Replace a chain of image blurs with one blur

Asked 14/4, 2017 at 13:38 Answered 28/4, 2017 at 21:56

c++opencv image-processing computer-vision gaussianblur

In this question I asked how to implement a chain of blurs in one single step.

Then I found out from the gaussian blur page of Wikipedia that:

Applying multiple, successive gaussian blurs to an image has the same effect as applying a single, larger gaussian blur, whose radius is the square root of the sum of the squares of the blur radii that were actually applied.

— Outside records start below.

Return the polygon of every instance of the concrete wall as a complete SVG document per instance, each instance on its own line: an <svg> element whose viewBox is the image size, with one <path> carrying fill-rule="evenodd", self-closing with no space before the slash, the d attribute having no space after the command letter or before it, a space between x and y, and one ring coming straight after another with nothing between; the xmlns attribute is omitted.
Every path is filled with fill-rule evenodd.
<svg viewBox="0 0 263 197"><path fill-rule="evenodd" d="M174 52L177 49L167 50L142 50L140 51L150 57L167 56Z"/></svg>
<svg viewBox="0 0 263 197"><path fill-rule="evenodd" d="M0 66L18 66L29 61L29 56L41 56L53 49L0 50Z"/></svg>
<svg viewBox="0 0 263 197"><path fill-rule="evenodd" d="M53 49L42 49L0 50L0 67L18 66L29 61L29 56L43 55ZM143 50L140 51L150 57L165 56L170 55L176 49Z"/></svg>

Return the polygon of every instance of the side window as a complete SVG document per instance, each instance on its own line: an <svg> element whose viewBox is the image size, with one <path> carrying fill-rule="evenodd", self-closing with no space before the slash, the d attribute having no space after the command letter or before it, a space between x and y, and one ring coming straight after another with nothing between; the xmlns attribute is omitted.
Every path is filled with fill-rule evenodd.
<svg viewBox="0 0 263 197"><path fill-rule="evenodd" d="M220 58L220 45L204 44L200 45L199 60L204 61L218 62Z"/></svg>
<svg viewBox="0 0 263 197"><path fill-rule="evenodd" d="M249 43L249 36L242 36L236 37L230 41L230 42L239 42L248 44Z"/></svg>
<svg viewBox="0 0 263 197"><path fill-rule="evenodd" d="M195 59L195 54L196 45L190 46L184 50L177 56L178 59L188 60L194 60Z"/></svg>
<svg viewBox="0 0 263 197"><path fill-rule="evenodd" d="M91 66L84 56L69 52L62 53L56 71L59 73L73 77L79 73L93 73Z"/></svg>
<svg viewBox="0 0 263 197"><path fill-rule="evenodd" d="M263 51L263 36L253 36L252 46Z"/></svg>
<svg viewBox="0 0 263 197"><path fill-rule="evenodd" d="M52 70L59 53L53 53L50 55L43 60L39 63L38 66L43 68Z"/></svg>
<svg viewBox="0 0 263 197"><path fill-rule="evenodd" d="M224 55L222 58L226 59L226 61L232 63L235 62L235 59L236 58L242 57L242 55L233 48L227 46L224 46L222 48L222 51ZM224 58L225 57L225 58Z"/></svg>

For example, applying successive gaussian blurs with radii of 6 and 8 gives the same results as applying a single gaussian blur of radius 10, since sqrt {6^{2}+8^{2}}=10.

So I thought that blur and singleBlur were the same in the following code:

cv::Mat firstLevel;
float sigma1, sigma2;
//intialize firstLevel, sigma1 and sigma2
cv::Mat blur = gaussianBlur(firstLevel, sigma1);
        blur = gaussianBlur(blur, sigma2);
float singleSigma = std::sqrt(std::pow(sigma1,2)+std::pow(sigma2,2));
cv::Mat singleBlur = gaussianBlur(firstLevel, singleSigma);
cv::Mat diff = blur != singleBLur;
// Equal if no elements disagree
assert( cv::countNonZero(diff) == 0);

But this assert fails (and actually, for example, the first row of blur is different from the first one of singleBlur).

Why?

UPDATE:

After different comments asking for more information, I'll update the answer.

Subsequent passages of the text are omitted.